Normally, I see the above on alternate implementations of vector. The memory is allocated via malloc(sizeof(Class)*size) and the objects are constructed in place via explicitly called constructors and destructors. Sometimes (like during reallocation) they have to be moved, so the option is to do std::vector's repeated calling of copy constructors on new memory and destructors on the old, or use memcopy and just "free" the old block. Most times the latter just "works", but doesn't for all objects.

As to why, a memcopy (or realloc) approach can be significantly faster.
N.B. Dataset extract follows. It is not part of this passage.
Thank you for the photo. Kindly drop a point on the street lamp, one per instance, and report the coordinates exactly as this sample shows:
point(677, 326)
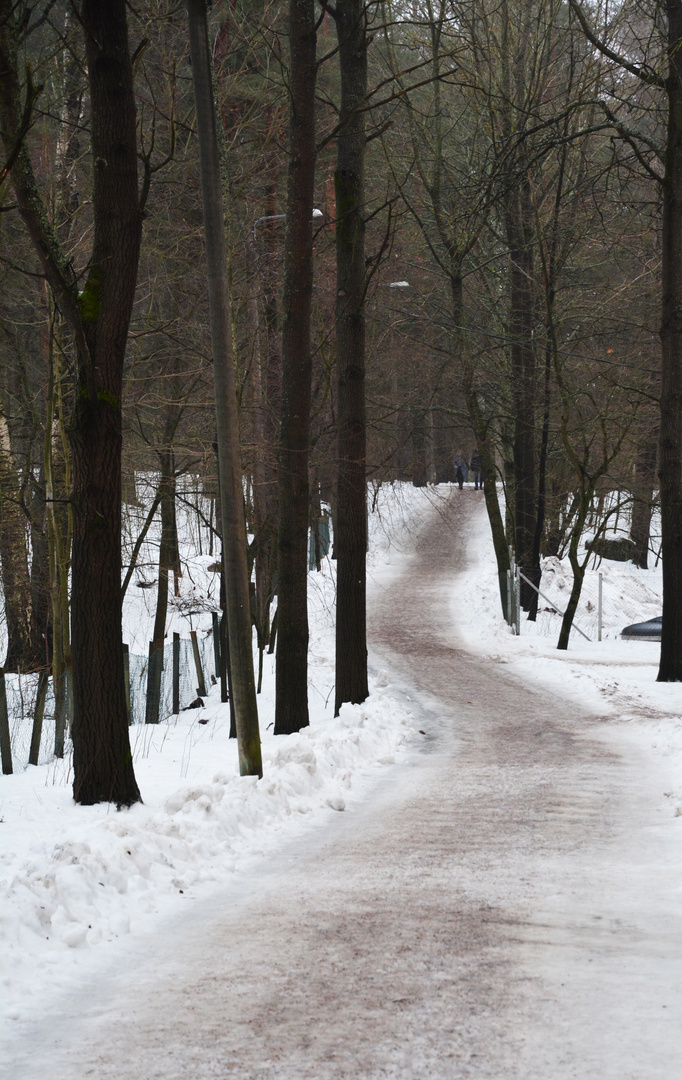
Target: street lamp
point(280, 217)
Yes, it invokes undefined behavior, but it also just tends to work for a majority of objects. Some people consider the speed worth it. If you were really set on using this approach, I would suggest implementing a bitwise_movable type trait to allow types this works for to be whitelisted, and fall back on the traditional copy for objects not in the whitelist, much like the example here.

Todd Gardner
A: 

In general (and in all languages, not just C++), in order to safely move an object, you also need to rewrite ALL pointers/references to that object to point at the new location. That's a problem in C++, because there's no easy way to tell if any object in the system has a 'hidden' pointer to the object you're moving. As you've noted, some classes may contain hidden pointers to themselves. Other classes may have hidden pointers in a factory object that tracks all instances. Its also possible for seemingly unrelated classes to cache pointers to objects for various reasons of their own.

The only way to do it safely is if you have some sort of reflective access to all objects in the system so that you can find all the pointers to the object and rewrite them. This is a potentially very expensive operation in any case, so systems that need it (such as copying garbage collectors) tend to be very carefully organized to do the copying of many objects at once and/or bound the places that need to be searched for pointers with write barriers and such.